As per the settlement agreement, the company will close down, and a new "public benefit company" will be formed using its assets. The newly formed company will be controlled by a trust or similar entity meant for the benefit of the nation's public. The future earnings of the company will be used to compensate for the fines and penalties.
The settlement amount will be used to aid the opioid treatment and abatement programs. The company agreed to pay a $3.5 billion fine, $2 billion as a forfeit in past profits, and $2.8 billion in civil liability. Currently, the company doesn't have $8 billion in cash to settle the fines. Hence the formation of a new company is set forth.
The new company will manufacture painkillers such as OxyContin, along with life-saving overdose rescue drugs and medically assisted treatment medications, which will be made available at a discounted rate to the communities hit with the opioid crisis.
The U.S. Department of Justice (DOJ) said that the Sackler family would have to pay a separate $225 million civil settlement to the government immediately and another $250 million after its bankruptcy is concluded.
Some states and Deputy Attorney General Jeffrey Rosen, who announced the settlement, are defending the plans for selling OxyContin. Last week, twenty-five state attorneys general argued in a letter sent to U.S. Attorney General William Barr over the plans to create a government-controlled company out of the assets of Purdue Pharma and that the government should not involve in the opioid business.

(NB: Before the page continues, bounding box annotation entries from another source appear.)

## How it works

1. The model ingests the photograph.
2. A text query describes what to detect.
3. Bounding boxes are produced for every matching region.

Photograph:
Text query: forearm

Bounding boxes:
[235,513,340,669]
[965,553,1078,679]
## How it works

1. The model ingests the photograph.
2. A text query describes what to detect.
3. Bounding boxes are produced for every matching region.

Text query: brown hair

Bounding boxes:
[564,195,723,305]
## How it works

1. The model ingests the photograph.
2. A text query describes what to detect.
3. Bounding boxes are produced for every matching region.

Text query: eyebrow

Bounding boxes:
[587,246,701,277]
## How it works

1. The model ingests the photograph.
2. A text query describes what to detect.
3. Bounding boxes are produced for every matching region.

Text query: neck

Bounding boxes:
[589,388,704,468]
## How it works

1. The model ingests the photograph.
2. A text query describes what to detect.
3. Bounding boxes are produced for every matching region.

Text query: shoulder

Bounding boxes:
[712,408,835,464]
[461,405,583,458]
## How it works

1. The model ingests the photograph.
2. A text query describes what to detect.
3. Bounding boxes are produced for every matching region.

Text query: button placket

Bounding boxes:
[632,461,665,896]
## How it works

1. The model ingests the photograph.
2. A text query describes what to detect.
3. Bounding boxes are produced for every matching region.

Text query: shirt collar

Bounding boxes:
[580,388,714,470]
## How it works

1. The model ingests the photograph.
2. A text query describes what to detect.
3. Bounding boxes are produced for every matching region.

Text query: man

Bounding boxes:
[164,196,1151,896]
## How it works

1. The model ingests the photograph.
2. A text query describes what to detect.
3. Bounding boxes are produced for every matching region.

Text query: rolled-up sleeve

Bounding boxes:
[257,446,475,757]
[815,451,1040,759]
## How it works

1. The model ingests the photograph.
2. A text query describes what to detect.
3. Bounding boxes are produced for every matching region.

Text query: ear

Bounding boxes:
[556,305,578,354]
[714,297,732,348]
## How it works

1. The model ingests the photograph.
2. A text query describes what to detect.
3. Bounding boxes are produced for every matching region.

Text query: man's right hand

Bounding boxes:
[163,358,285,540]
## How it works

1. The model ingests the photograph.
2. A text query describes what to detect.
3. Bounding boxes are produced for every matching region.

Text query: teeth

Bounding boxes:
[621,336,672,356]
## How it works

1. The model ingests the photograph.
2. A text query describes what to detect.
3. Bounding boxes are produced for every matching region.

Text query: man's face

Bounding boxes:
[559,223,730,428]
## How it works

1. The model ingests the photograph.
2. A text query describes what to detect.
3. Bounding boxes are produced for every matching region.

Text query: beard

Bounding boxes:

Last week, two other manufacturers involved in the opioid crisis announced settlement news to end the epidemic caused by them. Connecticut Attorney General William Tong announced that Mallinckrodt Pharmaceuticals agreed to pay $1.6 billion to resolve the mounting opioid lawsuits, and secondly, Johnson & Johnson (J&J) issued a press release indicating that it would contribute $1 billion more to the originally proposed $4 billion opioid settlement fund in October 2019.